I farmacisti dicono, sono andati a gridarlo sotto Montecitorio, che dovendo aumentare lo sconto che fanno allo Stato ci rimettono al punto da chiuder bottega. Ventimila posti di lavoro in meno hanno contato, quindi minacciando licenziamenti più che bottega chiusa. E poi hanno contato ancora: chi 12mila, chi 40mila euro in meno all’anno a farmacia. Comunque su una cosa sono unanimi: con questi “patti” economici con l Sanità pubblica, questi nuovi voluti dal governo a fare farmacia ci si rimette.
Più o meno la stessa cosa stanno dicendo in queste ore le Regioni a Monti: con questi nuovi “patti” economici le Regioni ci rimettono ad amministrare la Sanità. Anzi non è che ci rimettono perché i soldi li hanno sempre messi gli altri, i contribuenti. Ma non ci “stanno”, non ci rientrano, al punto che le Regioni stanno minacciando il governo: “Riprenditi tu la delega sulla Sanità, noi rinunciamo in segno di somma protesta”. L’equivalente della denuncia della “convenzione” da parte delle farmacie.

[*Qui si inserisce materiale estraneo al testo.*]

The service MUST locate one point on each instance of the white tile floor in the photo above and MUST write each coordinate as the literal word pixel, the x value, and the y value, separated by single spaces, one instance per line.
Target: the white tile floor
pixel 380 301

Difficile dire chi bluffa, chi piange a sproposito o se son lacrime vere. Un sistema per capire ci sarebbe: poiché il flusso di denaro pubblico verso la Sanità e quindi anche verso le farmacie è pari a circa 120 miliardi all’anno e poiché il governo vuole asciugare questo flusso di circa sei miliardi, cioè circa il 5 per cento e poichè Regioni e farmacie dicono che con il restante 95% chiudono e si chiude, allora prenderli in parola. Cioè ritirare il 95% restante, quei 114 miliardi circa e vedere l’effetto che fa. Se allora Regioni e farmacie chiedessero, corressero a un “tavolo” per ricominciare discutere, vorrebbe dire che avevano bluffato e recitato la commedia delle lacrime. Se non dovessero correre a quel tavolo vuol dire che dicevano la verità e con il 5 per cento in meno chiudevano. Peccato che non si possa fare, che nessuno se la senta e possa in Italia di pronunciare quel “vedo”, quel “fammi vedere” a risposta di chi grida, piange e minaccia “chiusura”.